J’envoie tout cela au diable, et… les compagnies avec. Je me donne à la terre pour tout de bon. »

J’avalai toute cette tirade sans broncher avec un petit air d’incrédulité qui ne disait rien qui vaille. Hélas ! J’en avais tant entendu de ces gens maudire la vie des bois, pour les voir ensuite, à l’automne, les premiers à courir en quête de jobs.

— « Qu’en pensez-vous. » me dit enfin mon faiseur de billots ?

— « Je pense… je pense comme toi, Arthur, et je t’approuve… mais… »

— « Mais quoi, reprit-il, vous n’êtes pas convaincu ? »

— « Comment ! pas convaincu, moi, que le chantier paralyse et ruine l’agriculture ! »

« Pas convaincu, moi, que le chantier affaiblit et brise les santés les plus robustes !

« Pas convaincu, moi, que le chantier entrave et compromet l’avenir de nos jeunes gens !

« Pas convaincu, moi, que le chantier démoralise la jeunesse, le foyer, la famille !

« Allons donc ! je ne le sais malheureusement que trop ! Ce que je redoute ce que je crains, Arthur, c’est que malgré toute ta bonne volonté présente, tu ne fasses rien de tout ce que tu viens de me dire. Toi quitter la vie de chantiers ? Mais le pourras-tu seulement ? »

— « Ah ! vous ne me croyez pas ? Eh bien ! attendez l’hiver prochain et vous serez obligé de me croire… »

J’attendis l’autre hiver et, hélas ! je vis de nouveau le départ d’Arthur pour le chantier. Le printemps venu, il me fit entendre la même chanson : l’hiver suivant, je le vis encore reprendre le chemin de la forêt.

Je ne l’accuse pas. Non ! Je le pleins seulement de tout mon cœur, comme je plains tous ces nombreux jeunes gens, habitués par leurs parents, dès leurs plus tendres années, à cette malheureuse vie des bois…

Ce n’est pas le foyer qui les a vus grandir, c’est la forêt.
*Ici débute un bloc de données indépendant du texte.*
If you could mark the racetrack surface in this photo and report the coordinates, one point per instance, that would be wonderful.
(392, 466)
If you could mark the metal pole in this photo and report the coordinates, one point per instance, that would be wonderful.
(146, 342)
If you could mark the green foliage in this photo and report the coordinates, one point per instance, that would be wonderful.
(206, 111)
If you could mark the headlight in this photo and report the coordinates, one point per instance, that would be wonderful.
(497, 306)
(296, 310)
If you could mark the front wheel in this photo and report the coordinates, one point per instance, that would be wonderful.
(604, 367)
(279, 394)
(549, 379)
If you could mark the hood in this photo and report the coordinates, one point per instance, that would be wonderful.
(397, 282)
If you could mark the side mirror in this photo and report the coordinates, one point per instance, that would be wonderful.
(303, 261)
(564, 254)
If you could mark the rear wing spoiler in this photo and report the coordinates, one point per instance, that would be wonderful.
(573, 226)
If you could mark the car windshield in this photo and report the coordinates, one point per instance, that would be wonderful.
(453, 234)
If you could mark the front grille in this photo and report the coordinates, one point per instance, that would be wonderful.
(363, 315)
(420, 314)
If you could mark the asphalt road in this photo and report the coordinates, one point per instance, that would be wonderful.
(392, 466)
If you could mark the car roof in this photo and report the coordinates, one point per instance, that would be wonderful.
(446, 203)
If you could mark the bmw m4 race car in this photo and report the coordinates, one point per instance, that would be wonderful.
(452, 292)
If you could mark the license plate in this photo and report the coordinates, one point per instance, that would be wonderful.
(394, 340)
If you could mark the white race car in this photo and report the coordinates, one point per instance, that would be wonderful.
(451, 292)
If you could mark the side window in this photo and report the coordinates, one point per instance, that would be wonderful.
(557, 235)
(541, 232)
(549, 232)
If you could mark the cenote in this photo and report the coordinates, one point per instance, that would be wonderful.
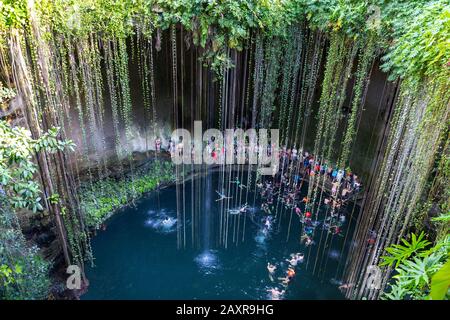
(137, 256)
(119, 178)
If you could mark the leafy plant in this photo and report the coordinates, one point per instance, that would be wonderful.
(17, 168)
(423, 274)
(440, 282)
(399, 253)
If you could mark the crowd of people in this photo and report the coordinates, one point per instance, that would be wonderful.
(275, 292)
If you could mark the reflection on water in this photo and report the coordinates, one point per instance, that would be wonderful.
(161, 221)
(208, 262)
(137, 257)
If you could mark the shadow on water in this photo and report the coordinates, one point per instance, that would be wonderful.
(136, 257)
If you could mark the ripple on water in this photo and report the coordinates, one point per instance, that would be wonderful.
(208, 262)
(161, 221)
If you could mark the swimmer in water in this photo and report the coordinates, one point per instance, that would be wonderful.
(167, 221)
(345, 286)
(239, 184)
(271, 268)
(292, 261)
(222, 196)
(242, 209)
(276, 294)
(290, 273)
(285, 280)
(267, 223)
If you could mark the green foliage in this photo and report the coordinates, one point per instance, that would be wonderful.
(418, 270)
(23, 273)
(423, 49)
(419, 30)
(440, 282)
(100, 200)
(399, 253)
(17, 168)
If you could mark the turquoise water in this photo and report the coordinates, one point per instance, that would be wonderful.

Et voilà comment l’habitude est devenue, chez eux, une seconde nature.

Comment les empêcher, maintenant, de courir la forêt ? Tout les y attire : la neige et la poudrerie les grisent à les rendre fous ; le vent qui souffle et fouette dans les grands sapins verts les enlève, tout comme l’onde bleue et les vagues agitées enlèvent les matelots, ces vieux loups de mer. Pour ceux-ci, le mot magique est : la mer ! Pour ceux-là, le mot qui remue toutes les fibres de l’âme est : la forêt !

Les longues courses au grand air, sous ce ciel si pur et si brillant de nos hivers canadiens, l’écho répercuté au loin des coups de hache sur le bois gelé, le bruit des grands arbres qui tombent en sourds mugissements ou en fracas terribles,… tout les enivre de joie et d’enthousiasme.

Et c’est ainsi que cette voix séduisante de la forêt, petit à petit et inconsciemment, a fait taire en eux cette autre voix douce et plaintive de la terre qui meurt.

Mais ce n’est plus une plainte qui s’élève, à cette heure, du sol délaissé, c’est un cri de détresse…

Le cri de la misère qui va s’étendre sur le pays.

Le cri de la famine qui guette le monde.

Arthur l’entendra-t-il ce suprême appel ? Il m’a juré que oui, en étendant la main sur sa terre, comme pour prendre à témoin ses labours d’automne.

Et cette fois, je le crois…

Pourtant, il y a des moments où je tremble et il me semble, que je tremblerai tant que la neige d’un nouvel hiver, haute de dix pieds, n’aura pas obstrué complètement ses chemins de portage et la porte de son camp.